LastPass warnt, dass Angreifer Mac-Nutzer mit Malware infizieren, indem sie gefälschte Passwort-Manager einsetzen. Diese schädlichen Apps imitieren vertrauenswürdige Software und verbreiten sich über irreführende GitHub-Repositories. Mac-Nutzer, die sie installieren, riskieren schwerwiegenden Datendiebstahl.

Überblick über die Angriffskampagne

Angreifer erstellen gefälschte Apps, die legitime Software nachahmen, und laden sie in GitHub-Repositories hoch. Sie bewerben diese Klone mit SEO-Tricks bei Google und Bing, damit Nutzer sie finden. Sobald Nutzer auf diesen Seiten landen, laden sie die Programme herunter oder werden über sogenannte “ClickFix”-Methoden weitergeleitet.

In diesen ClickFix-Angriffen fordert die gefälschte App den Nutzer auf, einen Befehl ins Terminal einzufügen. Dieser Befehl lädt eine schädliche Nutzlast herunter — die AMOS-Malware — speichert sie im Verzeichnis /tmp über base64-codierte URLs und installiert sie.

Was ist AMOS und wie funktioniert es?

AMOS (auch Atomic genannt) funktioniert als Malware-as-a-Service und kostet rund 1.000 USD pro Monat. Die Entwickler haben eine Hintertür-Komponente hinzugefügt, die den Zugriff auch nach der Infektion aufrechterhält, oft unbemerkt.

Angreifer nutzen diesen dauerhaften Zugriff, um langfristige Kontrolle über kompromittierte Macs zu erlangen. Dadurch können sie Daten exfiltrieren, Systeme überwachen und Entdeckung vermeiden.
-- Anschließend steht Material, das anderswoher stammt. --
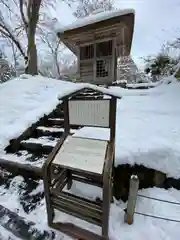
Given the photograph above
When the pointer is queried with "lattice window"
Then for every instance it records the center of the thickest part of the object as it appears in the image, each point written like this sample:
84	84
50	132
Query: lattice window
104	49
87	52
102	68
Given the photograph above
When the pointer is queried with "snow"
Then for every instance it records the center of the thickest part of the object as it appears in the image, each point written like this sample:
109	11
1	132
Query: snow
143	227
148	133
24	100
148	130
94	18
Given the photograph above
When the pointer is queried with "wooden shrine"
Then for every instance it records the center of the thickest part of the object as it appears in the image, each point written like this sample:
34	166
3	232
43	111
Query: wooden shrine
82	158
97	41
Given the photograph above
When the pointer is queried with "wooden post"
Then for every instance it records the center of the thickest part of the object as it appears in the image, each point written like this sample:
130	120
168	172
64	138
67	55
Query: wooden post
133	189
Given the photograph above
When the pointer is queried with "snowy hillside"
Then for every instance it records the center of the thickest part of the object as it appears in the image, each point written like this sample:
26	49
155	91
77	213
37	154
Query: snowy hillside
148	133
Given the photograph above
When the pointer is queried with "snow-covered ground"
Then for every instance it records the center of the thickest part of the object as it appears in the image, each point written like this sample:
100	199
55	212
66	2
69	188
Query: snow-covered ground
148	133
142	228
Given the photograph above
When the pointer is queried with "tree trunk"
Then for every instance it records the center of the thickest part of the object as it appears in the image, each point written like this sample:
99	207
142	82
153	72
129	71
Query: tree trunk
32	67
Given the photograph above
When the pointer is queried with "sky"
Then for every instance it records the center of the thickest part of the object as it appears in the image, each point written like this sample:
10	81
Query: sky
156	22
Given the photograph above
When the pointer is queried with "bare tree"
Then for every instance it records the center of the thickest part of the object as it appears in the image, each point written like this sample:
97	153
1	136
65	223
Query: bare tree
53	45
86	7
30	15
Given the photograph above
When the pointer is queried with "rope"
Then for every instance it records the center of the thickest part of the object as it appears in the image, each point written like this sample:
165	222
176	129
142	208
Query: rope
160	200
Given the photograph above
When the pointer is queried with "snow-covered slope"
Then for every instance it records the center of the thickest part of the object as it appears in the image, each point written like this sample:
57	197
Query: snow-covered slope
148	133
148	129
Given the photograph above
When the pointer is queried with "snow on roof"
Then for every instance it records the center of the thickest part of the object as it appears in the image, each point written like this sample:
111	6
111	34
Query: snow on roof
94	18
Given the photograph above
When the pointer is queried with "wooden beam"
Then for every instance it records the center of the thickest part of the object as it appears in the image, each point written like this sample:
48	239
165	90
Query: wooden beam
25	170
20	227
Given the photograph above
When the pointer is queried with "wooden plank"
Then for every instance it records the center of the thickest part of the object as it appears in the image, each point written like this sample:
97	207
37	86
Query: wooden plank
76	232
89	112
133	189
77	214
83	154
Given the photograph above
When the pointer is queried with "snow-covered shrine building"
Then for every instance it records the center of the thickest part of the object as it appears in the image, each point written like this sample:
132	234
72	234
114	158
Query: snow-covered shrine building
98	41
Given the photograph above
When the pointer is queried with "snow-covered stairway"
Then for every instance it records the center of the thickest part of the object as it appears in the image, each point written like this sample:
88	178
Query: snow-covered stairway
34	145
30	150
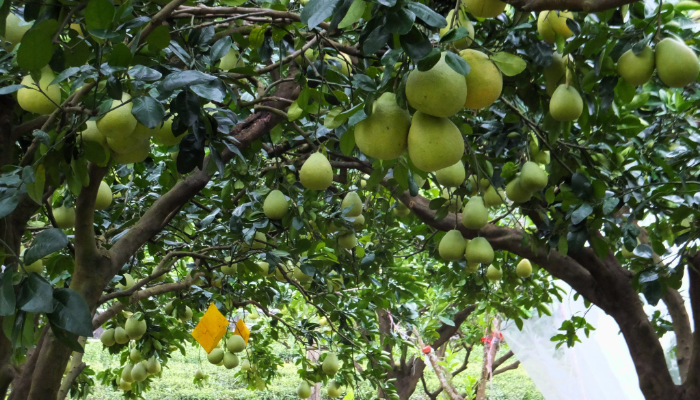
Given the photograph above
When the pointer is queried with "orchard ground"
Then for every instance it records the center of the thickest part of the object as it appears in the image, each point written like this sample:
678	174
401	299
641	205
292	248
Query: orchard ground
176	382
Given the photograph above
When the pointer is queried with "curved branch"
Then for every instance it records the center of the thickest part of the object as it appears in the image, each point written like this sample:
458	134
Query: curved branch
590	6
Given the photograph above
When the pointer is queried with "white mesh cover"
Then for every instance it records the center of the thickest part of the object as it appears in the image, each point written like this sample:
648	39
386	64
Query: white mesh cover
599	368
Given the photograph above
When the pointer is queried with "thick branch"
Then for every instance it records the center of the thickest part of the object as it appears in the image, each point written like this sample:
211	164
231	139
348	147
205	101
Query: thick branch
447	331
590	6
681	327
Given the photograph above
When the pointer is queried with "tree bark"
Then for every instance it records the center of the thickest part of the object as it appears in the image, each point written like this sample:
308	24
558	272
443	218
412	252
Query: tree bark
590	6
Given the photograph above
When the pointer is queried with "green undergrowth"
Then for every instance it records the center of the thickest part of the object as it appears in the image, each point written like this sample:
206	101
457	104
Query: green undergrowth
176	382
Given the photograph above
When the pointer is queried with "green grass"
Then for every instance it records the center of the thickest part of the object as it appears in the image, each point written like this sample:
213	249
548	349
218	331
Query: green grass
176	382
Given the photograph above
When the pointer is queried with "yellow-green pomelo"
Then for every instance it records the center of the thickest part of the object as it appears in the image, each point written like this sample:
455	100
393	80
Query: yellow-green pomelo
235	344
230	360
454	23
452	176
340	63
353	200
65	217
439	91
124	385
107	337
130	282
334	389
484	8
566	104
532	177
15	28
347	241
401	210
471	267
153	365
139	372
434	143
452	246
524	268
275	205
676	64
554	74
231	60
636	69
383	134
358	222
479	250
263	268
330	364
120	335
484	80
135	328
118	122
516	193
493	197
126	373
494	274
549	23
216	356
32	100
135	355
475	214
139	153
316	173
304	390
104	196
165	136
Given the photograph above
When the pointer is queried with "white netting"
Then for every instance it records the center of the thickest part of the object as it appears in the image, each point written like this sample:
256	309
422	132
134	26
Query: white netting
599	368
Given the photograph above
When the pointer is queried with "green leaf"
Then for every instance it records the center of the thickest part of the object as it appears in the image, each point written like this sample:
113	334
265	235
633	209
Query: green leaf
145	74
354	14
416	44
7	294
219	49
429	61
430	17
400	21
509	64
457	63
35	295
46	242
316	11
99	14
581	213
148	111
71	313
333	119
159	39
121	56
8	204
181	79
36	48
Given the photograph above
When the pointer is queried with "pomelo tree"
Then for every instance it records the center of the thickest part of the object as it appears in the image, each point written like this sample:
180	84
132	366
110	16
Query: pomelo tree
474	134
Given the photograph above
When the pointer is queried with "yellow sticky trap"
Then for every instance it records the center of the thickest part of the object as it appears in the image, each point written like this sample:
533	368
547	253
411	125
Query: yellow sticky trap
242	329
210	329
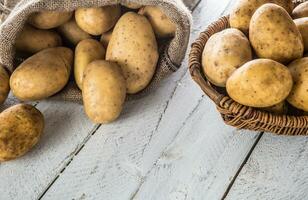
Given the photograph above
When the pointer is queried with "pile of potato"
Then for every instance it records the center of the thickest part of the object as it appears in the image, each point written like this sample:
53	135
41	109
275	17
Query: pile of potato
109	51
260	59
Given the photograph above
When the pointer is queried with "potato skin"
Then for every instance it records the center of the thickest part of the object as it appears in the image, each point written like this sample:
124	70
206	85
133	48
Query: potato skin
260	83
4	84
162	25
42	75
241	14
138	55
302	25
223	54
97	21
299	94
72	32
32	40
274	35
300	11
104	91
49	19
21	127
86	51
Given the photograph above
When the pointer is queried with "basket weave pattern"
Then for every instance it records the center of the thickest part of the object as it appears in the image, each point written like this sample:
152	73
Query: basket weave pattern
233	113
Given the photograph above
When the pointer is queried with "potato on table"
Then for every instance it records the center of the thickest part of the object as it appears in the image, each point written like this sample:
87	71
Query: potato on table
260	83
223	54
21	127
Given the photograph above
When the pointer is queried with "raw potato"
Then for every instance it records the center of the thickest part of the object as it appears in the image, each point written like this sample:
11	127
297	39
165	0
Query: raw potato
301	10
32	40
49	19
162	25
4	84
97	21
274	35
86	51
241	15
42	75
299	94
223	54
72	32
21	127
302	25
104	91
138	55
260	83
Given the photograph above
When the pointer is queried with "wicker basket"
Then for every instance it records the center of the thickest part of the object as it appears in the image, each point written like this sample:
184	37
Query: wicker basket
233	113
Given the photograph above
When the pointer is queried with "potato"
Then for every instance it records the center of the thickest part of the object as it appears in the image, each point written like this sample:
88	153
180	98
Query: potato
223	54
32	40
21	127
42	75
241	14
49	19
86	51
260	83
72	32
299	94
104	91
274	35
300	11
97	21
4	84
162	25
138	55
302	25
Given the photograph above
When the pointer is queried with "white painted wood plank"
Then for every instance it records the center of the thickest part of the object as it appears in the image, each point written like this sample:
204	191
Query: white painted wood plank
277	169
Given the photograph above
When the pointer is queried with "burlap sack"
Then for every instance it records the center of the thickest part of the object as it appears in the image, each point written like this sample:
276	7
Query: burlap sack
170	57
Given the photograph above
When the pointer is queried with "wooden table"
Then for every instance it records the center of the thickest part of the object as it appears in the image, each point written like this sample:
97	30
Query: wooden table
171	144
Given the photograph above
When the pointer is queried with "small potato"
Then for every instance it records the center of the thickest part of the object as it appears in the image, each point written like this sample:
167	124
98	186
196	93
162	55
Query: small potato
260	83
104	91
97	21
302	25
223	54
274	35
4	84
42	75
138	55
21	127
300	11
32	40
72	32
49	19
86	51
299	94
162	25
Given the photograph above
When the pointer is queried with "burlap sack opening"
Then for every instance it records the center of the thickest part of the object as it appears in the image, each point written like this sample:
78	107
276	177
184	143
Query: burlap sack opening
170	58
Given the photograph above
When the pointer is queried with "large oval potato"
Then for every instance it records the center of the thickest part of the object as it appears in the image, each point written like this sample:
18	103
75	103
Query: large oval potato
42	75
4	84
302	25
32	40
301	10
72	32
104	91
21	127
135	51
224	52
97	21
86	51
260	83
299	94
241	14
274	35
162	25
49	19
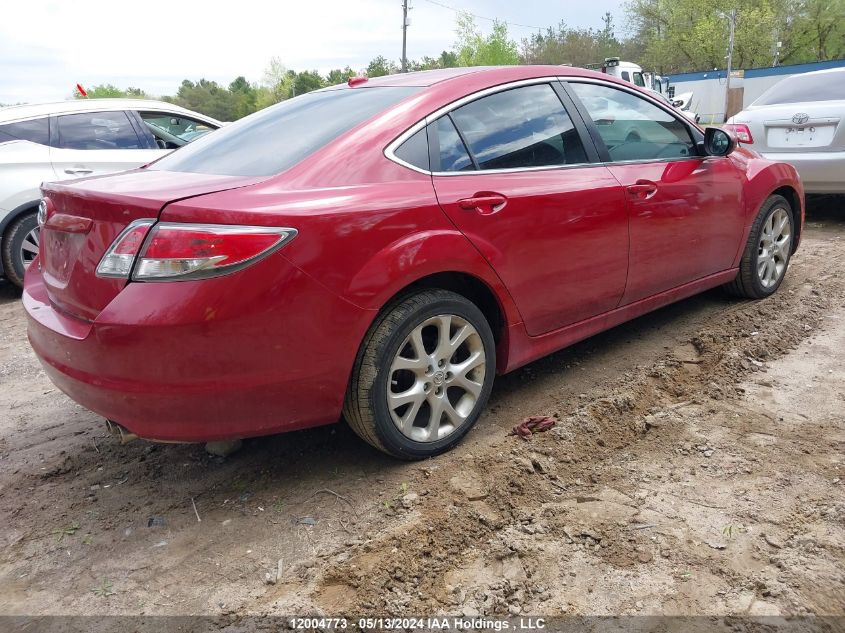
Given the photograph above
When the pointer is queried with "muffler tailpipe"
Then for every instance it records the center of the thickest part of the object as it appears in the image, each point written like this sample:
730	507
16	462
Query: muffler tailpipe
120	433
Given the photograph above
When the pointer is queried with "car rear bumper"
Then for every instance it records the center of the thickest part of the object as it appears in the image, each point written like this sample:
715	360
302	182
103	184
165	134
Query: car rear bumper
821	172
205	360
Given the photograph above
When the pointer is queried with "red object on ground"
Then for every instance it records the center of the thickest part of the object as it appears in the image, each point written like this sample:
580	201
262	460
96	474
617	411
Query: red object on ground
531	425
265	345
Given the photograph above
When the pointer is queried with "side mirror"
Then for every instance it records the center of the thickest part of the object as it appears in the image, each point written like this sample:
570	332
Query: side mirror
718	142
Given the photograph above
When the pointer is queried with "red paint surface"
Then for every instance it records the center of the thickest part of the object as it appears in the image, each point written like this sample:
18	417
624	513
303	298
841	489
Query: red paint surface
270	348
Gefälschte Ziele und Verteilungstaktiken

Die gefälschten Passwort-Manager imitieren über 100 bekannte Programme, darunter 1Password, Dropbox, Adobe After Effects, Notion und Thunderbird. Die GitHub-Repositories wirken offiziell, sind jedoch irreführend.

Diese Repositories enthalten einen “Download”-Button, der auf eine andere Seite verweist. Dort werden Nutzer aufgefordert, einen Terminal-Befehl auszuführen. Angreifer verschlüsseln die URL, um die Erkennung zu erschweren, und nutzen das /tmp-Verzeichnis, um die Malware zu entpacken und auszuführen.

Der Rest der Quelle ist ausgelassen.